There, finally, Dan and Sammy Jo reunited, grasping hands in an extended high-five, celebrating all of their achievements.

“I was going to get there anyway I could,” he said with a signature New York accent.

Climbing down from the stands would’ve been impossible for Dan a year ago.

A few months prior to the 2015 women’s lacrosse final four, Dan was in the front car of a passenger train on the Metro-North Railroad’s Harlem line when it struck a car on the tracks near Valhalla, New York.

Six people died, and Dan, once an All-American defenseman at Maryland, nearly lost his leg. Now, he has a metal rod inserted into his left leg, but significant blood flow and swelling issues require him to move frequently. They also make long-distance car trips, like the 8-hour trek to the ACC championship in Blacksburg, Virginia from their Bedford, New York home, impossible.

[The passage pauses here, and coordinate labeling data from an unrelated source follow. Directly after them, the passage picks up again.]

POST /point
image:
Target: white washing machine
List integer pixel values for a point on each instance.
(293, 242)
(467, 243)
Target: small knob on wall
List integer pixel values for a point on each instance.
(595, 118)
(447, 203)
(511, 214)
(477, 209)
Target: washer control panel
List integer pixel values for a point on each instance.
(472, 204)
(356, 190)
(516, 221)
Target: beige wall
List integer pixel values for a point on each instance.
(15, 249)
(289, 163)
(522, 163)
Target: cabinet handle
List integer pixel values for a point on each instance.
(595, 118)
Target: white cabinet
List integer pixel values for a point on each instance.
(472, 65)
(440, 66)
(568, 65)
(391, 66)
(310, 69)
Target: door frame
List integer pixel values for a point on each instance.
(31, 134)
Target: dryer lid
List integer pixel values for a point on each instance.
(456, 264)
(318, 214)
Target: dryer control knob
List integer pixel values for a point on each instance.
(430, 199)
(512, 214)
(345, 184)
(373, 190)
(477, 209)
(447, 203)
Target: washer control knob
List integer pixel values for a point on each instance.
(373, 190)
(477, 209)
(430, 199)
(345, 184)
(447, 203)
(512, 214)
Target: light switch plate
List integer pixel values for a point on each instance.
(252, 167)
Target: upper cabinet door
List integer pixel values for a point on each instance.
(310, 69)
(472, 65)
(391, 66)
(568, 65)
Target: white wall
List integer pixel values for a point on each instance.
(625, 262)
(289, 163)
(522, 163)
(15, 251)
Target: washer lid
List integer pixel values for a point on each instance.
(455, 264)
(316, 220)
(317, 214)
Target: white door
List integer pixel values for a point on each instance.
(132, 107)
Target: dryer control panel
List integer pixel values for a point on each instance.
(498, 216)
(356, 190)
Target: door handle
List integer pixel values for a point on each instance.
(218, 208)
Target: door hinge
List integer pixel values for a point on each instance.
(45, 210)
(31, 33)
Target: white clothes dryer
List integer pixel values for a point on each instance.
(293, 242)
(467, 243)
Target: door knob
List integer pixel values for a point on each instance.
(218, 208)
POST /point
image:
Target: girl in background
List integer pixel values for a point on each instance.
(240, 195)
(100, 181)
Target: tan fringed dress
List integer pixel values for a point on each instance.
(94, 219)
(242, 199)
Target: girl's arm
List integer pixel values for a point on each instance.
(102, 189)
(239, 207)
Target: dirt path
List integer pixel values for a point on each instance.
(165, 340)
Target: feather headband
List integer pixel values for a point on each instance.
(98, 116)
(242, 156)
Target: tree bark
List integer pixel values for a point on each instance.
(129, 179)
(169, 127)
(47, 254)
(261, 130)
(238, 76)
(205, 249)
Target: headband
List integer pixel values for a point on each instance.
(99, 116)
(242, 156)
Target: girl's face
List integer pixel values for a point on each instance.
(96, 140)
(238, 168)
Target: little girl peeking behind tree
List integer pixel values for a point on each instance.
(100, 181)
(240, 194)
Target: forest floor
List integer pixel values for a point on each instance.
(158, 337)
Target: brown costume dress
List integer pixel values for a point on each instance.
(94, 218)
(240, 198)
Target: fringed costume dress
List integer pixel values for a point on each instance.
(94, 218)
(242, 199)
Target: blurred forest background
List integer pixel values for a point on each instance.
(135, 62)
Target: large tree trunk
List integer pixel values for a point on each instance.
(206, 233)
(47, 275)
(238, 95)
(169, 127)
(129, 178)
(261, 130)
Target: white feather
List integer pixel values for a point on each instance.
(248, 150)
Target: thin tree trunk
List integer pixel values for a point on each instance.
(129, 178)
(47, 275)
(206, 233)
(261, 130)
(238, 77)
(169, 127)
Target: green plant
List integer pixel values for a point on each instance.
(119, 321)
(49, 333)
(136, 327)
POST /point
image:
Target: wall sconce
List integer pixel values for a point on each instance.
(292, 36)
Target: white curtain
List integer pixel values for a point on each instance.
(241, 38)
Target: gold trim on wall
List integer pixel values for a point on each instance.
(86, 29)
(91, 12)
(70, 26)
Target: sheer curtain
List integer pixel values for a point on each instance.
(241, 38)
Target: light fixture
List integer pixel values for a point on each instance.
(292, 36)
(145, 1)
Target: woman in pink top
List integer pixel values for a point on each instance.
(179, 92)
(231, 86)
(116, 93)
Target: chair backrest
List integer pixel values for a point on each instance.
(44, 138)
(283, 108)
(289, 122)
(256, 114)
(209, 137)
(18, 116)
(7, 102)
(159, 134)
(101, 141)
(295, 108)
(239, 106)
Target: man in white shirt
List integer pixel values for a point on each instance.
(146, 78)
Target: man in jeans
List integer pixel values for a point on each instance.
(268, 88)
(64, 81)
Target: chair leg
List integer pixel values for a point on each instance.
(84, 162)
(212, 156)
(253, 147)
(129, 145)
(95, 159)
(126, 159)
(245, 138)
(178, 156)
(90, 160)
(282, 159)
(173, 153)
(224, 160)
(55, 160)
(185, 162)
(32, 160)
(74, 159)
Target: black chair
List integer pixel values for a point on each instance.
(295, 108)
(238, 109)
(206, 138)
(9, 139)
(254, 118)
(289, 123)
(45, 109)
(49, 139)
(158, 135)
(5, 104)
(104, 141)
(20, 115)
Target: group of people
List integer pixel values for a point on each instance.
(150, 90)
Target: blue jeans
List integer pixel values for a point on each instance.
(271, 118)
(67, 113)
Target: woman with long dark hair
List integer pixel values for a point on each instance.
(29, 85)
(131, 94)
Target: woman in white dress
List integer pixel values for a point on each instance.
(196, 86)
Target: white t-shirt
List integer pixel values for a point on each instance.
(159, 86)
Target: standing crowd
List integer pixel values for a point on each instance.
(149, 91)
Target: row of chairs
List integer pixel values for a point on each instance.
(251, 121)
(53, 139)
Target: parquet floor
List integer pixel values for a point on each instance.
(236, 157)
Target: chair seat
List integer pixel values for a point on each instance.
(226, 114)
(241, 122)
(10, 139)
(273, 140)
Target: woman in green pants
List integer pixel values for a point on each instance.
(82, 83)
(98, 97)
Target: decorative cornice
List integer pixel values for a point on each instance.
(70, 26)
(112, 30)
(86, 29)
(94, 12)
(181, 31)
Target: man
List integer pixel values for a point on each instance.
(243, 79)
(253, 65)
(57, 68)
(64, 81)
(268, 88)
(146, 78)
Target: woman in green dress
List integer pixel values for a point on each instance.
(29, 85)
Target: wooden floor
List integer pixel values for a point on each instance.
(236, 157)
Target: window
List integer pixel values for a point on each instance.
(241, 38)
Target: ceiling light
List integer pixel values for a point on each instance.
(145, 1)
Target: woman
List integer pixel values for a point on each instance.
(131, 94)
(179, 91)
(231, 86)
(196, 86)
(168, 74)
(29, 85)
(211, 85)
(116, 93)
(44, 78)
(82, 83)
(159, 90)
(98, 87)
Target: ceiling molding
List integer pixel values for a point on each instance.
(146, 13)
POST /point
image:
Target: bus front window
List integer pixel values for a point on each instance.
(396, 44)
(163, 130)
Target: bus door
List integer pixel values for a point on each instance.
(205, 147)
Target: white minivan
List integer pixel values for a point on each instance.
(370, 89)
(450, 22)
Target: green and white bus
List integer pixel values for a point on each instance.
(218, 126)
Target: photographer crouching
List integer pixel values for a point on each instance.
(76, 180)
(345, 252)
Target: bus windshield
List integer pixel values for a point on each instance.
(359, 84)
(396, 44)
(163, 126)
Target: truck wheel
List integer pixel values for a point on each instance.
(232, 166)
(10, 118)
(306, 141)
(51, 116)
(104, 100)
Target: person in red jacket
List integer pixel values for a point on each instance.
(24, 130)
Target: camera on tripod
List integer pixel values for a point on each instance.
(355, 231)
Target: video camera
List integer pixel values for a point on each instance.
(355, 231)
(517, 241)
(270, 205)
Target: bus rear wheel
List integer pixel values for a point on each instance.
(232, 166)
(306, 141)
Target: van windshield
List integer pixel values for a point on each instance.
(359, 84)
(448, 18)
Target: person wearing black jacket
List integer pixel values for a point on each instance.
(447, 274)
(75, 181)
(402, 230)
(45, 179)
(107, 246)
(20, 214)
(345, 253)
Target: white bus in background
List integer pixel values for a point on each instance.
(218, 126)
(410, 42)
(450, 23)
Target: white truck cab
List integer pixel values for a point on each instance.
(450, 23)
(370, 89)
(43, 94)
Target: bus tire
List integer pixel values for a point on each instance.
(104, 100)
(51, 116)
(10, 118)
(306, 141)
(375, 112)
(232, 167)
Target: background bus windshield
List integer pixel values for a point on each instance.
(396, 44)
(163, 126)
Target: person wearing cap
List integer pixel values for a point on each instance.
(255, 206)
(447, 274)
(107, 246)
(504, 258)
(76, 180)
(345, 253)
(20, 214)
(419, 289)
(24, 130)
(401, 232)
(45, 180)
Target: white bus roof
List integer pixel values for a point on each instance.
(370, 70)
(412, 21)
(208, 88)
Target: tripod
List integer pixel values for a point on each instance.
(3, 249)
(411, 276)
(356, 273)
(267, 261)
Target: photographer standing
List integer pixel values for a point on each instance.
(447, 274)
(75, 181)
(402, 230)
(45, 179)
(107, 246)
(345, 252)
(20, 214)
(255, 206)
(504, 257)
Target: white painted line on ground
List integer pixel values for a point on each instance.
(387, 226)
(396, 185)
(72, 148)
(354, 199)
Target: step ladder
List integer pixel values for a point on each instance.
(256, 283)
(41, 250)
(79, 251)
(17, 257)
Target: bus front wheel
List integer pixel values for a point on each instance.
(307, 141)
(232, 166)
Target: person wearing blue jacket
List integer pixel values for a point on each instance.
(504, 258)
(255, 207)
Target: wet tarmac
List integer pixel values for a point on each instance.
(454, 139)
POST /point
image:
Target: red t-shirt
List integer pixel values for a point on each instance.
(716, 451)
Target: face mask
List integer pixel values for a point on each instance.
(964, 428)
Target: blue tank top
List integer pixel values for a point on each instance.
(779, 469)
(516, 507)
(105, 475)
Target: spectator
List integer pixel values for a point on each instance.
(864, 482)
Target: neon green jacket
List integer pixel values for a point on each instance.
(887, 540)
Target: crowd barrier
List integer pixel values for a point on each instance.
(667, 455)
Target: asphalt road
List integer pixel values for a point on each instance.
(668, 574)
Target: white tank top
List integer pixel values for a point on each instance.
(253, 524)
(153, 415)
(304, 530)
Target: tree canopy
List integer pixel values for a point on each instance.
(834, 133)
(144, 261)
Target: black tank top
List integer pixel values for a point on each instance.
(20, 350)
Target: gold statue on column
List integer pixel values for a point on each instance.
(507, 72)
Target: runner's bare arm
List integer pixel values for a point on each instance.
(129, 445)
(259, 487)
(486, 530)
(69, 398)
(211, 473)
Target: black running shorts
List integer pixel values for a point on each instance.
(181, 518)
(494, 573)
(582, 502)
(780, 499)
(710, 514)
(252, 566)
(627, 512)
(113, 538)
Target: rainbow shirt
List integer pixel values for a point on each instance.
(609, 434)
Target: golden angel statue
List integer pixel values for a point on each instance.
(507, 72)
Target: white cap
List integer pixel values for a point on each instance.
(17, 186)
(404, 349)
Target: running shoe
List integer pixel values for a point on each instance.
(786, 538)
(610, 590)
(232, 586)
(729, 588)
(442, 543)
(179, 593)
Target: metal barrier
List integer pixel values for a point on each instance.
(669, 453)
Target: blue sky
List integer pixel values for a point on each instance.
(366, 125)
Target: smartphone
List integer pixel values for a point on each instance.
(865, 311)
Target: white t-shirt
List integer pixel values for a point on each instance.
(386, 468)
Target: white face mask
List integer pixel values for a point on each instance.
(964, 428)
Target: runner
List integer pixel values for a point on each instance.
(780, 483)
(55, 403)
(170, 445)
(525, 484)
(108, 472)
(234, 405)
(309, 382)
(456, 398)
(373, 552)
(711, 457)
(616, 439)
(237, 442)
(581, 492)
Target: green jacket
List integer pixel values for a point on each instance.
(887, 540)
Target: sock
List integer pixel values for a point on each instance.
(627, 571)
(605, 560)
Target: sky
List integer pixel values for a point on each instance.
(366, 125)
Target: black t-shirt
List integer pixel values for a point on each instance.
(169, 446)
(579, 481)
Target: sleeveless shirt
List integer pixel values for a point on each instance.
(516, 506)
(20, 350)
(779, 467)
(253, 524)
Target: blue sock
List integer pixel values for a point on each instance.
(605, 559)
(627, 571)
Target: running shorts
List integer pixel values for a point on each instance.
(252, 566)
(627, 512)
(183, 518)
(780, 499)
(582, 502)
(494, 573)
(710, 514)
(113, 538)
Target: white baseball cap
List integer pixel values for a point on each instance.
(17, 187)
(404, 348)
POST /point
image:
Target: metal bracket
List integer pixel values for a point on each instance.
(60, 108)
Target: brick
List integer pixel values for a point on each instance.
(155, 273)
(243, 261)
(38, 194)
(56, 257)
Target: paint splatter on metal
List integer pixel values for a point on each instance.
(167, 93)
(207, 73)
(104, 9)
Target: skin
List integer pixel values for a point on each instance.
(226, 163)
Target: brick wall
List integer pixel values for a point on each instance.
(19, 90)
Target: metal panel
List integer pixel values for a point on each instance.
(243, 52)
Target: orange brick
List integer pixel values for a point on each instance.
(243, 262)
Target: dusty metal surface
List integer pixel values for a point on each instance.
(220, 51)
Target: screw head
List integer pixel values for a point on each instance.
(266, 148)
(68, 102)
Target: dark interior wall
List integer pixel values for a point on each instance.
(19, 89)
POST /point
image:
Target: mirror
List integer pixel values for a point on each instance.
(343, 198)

“It was just one of those things, everybody has things that happen to them,” Dan said. “It’s just unfortunate that it happened to me. Everybody rallied around me. My son was here, he was a senior in high school at the time. He was great and so was my wife. We tried to play it down to Sammy because she’s away at school and I didn’t want to, I just told her I banged up my leg a little bit. She had no idea the extent of it at the time. If anything, it brought us together.”